Motorista que conduzia carro pela noite, caiu em uma cratera na pista em uma rodovia estadual, resultando na morte. Após averiguação, foi verificada que a cratera tinha ocorrido algumas horas antes do acidente e que o Departamento Estadual de Estradas, mesmo sabendo do ocorrido, não sinalizou devidamente a obstrução da estrada. Acerca da Responsabilidade Civil visando reparação dos danos, assinale a assertiva correta:
- A)A responsabilidade do Estado é sempre objetiva, cabendo a indenização por danos morais.
Errada, porque a responsabilidade do Estado não é sempre objetiva, já que nas omissões a regra é a responsabilidade subjetiva.

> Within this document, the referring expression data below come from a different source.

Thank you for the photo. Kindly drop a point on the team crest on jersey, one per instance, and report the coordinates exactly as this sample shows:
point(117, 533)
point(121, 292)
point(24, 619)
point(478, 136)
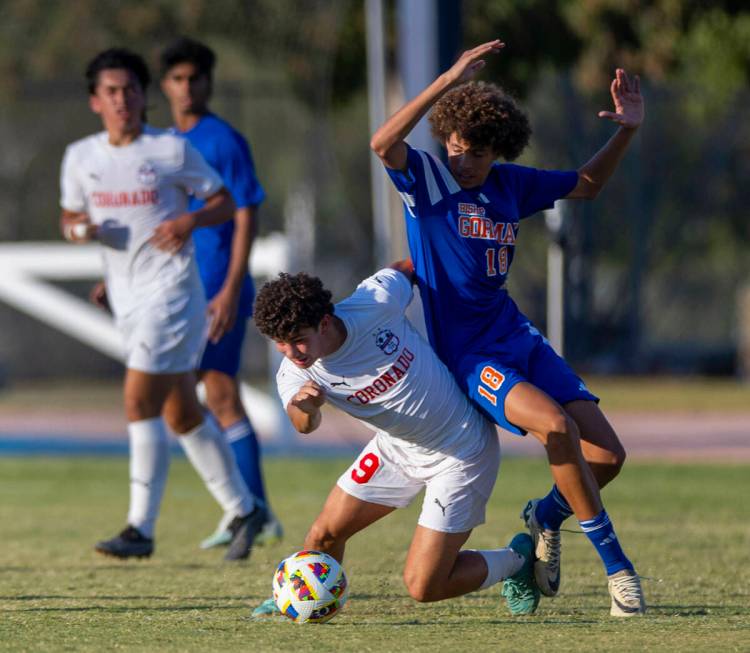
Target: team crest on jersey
point(146, 174)
point(387, 341)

- B)A responsabilidade do Estado por omissão é objetiva, cabendo a indenização por danos morais.
Errada, porque omissão estatal não gera responsabilidade objetiva como regra; é preciso demonstrar culpa do serviço, além de dano e nexo causal.

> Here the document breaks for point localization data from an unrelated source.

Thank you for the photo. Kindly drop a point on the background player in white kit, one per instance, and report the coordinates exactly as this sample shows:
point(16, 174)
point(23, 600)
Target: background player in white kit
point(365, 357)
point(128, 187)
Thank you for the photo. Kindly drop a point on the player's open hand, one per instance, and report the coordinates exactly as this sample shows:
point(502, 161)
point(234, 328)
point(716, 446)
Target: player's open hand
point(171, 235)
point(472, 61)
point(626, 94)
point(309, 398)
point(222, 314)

- C)A responsabilidade do Estado é sempre subjetiva, cabendo a comprovação da conduta omissiva e culposa, o dano e o nexo causal entre ambos.
Errada, porque a responsabilidade do Estado não é sempre subjetiva; ela é objetiva nas ações e subjetiva, em regra, nas omissões.

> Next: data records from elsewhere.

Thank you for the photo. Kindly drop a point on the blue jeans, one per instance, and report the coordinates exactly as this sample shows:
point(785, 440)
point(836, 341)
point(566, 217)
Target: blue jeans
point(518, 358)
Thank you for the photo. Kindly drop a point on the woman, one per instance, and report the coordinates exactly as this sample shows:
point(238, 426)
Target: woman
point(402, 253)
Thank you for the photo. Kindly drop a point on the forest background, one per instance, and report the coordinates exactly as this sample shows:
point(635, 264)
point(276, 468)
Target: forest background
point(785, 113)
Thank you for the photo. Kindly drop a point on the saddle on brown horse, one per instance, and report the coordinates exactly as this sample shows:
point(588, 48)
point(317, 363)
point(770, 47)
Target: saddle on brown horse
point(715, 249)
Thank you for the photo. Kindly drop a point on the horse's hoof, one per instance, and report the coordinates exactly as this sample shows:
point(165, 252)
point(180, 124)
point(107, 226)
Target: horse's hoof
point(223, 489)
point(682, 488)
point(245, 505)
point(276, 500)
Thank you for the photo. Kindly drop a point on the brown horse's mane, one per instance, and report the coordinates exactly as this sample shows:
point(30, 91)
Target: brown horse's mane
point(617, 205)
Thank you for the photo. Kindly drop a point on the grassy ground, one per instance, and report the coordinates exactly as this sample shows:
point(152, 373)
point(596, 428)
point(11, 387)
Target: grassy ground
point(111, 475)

- D)A responsabilidade do Estado por omissão é subjetiva, sendo necessário o reconhecimento da responsabilidade estatal pelo acidente que ocorreu com o evento em morte na rodovia.
Certa, porque a omissão do Departamento Estadual de Estradas em sinalizar risco conhecido configura falha do serviço, atraindo responsabilidade subjetiva.
- E)Não cabe a responsabilização do Estado perante acidentes ocorridos em rodovias estaduais, devendo o condutor dirigir com cuidado e por sua responsabilidade.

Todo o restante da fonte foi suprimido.